Dalam Operasi Tangkap Tangan tersebut, Sanusi diduga menerima uang dari Presiden Direktur PT Agung Podomoro Land (Tbk) Ariesman Widjaja.
Berikut kronologi penangkapan Sanusi versi KPK seperti disampaikan Ketua KPK Agus Rahardjo dalam konferensi pers di gedung KPK Jakarta, Jumat (semua tersangka disebut dengan inisial oleh KPK) :
Kamis, 31 Maret sekitar 19.30 WIB, KPK melakukan OTT terhadap dua orang yaitu MSN (anggota DPRD DKI Jakarta) dan GER (karyawan swasta) pada sebuah pusat perbelanjaan di Jakarta Selatan setelah menerima uang dari TPT swasta karyawan PT APL.
TPT ditangkap di di kantornya di kawasan Jakarta Barat bersama BER sekretaris direktur PT APL sebagai perantara, di rumahnya di daerah Rawamangun Jakarta Timur.
GER adalah perantara untuk memberikan uang atau hadiah untuk penyelengara negara yang mewakilinya terkait pembahasan Raperda tentang Rencana Zonasi Wilayah Pesisir dan Pulau-Pulau Kecil Provinsi Jakarta 2015-2035 dan Raperda tentang Rencana Kawasan Tata Ruang Kawasan Strategis Pantai Jakarta Utara.

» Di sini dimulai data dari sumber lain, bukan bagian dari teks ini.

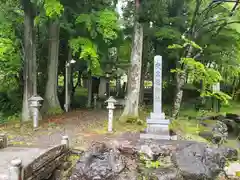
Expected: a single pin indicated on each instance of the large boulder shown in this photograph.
(178, 160)
(199, 161)
(102, 162)
(234, 117)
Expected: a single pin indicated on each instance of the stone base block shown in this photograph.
(157, 129)
(158, 121)
(157, 115)
(154, 136)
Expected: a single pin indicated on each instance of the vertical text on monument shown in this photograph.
(157, 84)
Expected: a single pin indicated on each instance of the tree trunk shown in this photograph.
(28, 58)
(102, 88)
(141, 94)
(89, 102)
(180, 79)
(51, 97)
(70, 78)
(134, 76)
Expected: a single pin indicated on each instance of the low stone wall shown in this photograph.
(160, 160)
(3, 141)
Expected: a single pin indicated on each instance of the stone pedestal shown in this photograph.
(157, 125)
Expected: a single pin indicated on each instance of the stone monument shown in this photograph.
(157, 125)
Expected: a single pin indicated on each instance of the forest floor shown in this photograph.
(82, 127)
(85, 126)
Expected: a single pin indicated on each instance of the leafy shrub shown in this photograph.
(54, 111)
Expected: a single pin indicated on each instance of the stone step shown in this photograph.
(155, 136)
(158, 121)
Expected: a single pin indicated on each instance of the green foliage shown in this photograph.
(54, 111)
(53, 8)
(102, 28)
(175, 46)
(88, 52)
(149, 163)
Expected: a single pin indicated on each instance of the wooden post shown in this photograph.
(15, 169)
(65, 141)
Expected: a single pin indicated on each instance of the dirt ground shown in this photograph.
(78, 125)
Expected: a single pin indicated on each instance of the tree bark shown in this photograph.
(102, 88)
(89, 102)
(28, 58)
(134, 76)
(51, 100)
(180, 79)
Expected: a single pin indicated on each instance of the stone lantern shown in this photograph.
(110, 106)
(35, 106)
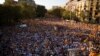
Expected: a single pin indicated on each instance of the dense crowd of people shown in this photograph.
(48, 41)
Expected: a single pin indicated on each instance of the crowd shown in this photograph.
(47, 41)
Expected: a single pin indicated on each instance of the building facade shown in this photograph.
(29, 2)
(86, 10)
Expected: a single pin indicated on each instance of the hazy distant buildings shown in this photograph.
(29, 2)
(85, 9)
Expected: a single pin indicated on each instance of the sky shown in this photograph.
(48, 3)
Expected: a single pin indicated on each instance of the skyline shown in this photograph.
(48, 4)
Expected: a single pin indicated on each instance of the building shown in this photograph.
(29, 2)
(86, 10)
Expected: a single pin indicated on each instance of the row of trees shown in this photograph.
(11, 13)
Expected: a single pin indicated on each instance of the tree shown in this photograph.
(9, 2)
(9, 14)
(40, 11)
(27, 11)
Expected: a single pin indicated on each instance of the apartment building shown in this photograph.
(85, 9)
(29, 2)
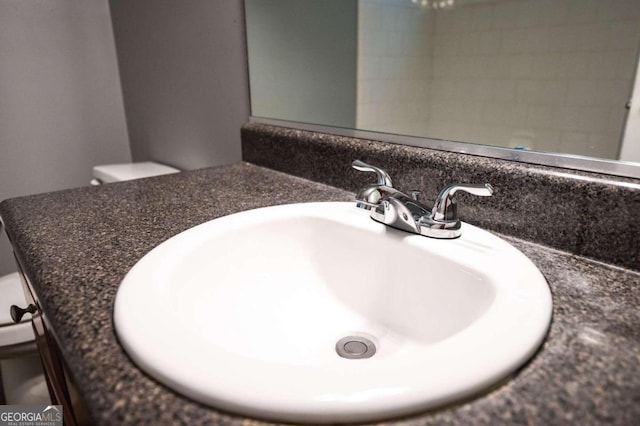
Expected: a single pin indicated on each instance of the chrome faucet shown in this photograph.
(401, 211)
(370, 196)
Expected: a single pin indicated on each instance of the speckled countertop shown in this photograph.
(77, 245)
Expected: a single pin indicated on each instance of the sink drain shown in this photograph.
(355, 347)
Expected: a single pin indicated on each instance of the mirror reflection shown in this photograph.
(543, 75)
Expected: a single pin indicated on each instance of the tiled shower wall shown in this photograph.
(549, 75)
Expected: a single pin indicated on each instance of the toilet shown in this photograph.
(22, 380)
(21, 375)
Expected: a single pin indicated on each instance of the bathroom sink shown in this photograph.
(316, 313)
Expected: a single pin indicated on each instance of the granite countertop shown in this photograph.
(77, 245)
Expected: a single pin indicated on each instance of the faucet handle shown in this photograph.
(445, 208)
(383, 176)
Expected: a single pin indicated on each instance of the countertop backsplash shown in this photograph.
(588, 214)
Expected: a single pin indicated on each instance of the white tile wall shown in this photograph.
(553, 75)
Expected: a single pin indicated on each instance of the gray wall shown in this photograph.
(61, 107)
(307, 48)
(184, 78)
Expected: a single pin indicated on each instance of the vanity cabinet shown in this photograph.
(62, 389)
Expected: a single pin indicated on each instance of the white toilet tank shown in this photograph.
(127, 171)
(22, 378)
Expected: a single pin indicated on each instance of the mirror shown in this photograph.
(532, 76)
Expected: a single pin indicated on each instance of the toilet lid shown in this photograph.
(12, 294)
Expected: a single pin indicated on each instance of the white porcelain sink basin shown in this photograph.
(244, 312)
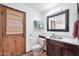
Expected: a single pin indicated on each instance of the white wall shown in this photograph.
(72, 18)
(31, 15)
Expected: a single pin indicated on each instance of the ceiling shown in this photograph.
(42, 6)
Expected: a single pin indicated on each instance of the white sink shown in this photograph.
(65, 39)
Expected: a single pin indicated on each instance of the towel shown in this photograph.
(76, 29)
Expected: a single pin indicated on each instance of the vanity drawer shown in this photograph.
(61, 44)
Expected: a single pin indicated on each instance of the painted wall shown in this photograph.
(72, 18)
(31, 15)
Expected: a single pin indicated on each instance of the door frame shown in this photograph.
(24, 24)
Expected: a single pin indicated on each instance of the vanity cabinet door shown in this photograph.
(67, 52)
(50, 50)
(57, 50)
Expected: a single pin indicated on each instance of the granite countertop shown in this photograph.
(74, 41)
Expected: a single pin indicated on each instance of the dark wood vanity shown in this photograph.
(58, 48)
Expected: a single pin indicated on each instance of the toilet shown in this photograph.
(37, 47)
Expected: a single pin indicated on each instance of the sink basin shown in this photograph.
(56, 37)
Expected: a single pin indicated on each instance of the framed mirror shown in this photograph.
(58, 21)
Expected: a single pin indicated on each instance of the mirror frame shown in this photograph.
(66, 12)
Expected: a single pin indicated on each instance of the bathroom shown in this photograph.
(37, 24)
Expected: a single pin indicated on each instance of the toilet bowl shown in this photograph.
(37, 47)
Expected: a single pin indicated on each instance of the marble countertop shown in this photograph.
(74, 41)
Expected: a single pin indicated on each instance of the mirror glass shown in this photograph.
(58, 22)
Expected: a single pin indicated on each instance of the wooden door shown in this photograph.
(14, 32)
(57, 50)
(0, 30)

KPK menyita barang bukti uang sebesar Rp1,14 miliar yang merupakan pemberian kedua kepada MSN. Pemberian pertama Rp1 miliar diserahkan pada 28 Maret.
Pernyataan Basuki itu disampaikannya secara langsung terkait penangkapan Mohamad Sanusi.
"Dengan adanya LHKPN, masyarakat bisa mengetahui gaya hidup dan jumlah harta milik pejabat, baik sebelum, selama menjabat, maupun setelah akhir jabatan," katanya.
"Dari dulu saya selalu tegaskan, kalau mau jadi pejabat, ya harus lapor LHKPN. Setelah lapor LHKPN, buktikan berapa pajak yang dibayar. Penghasilan pejabat juga bisa dicek disitu (LHKPN)," ujar Ahok.
"Saya tidak tahu soal itu (OTT), baru tahu di berita saja. Saya tahunya dia (Sanusi) hidup mewah. Jam tangannya miliaran, mobilnya miliaran. Saya tidak tahu. Mungkin dia orang kaya," ucap Ahok.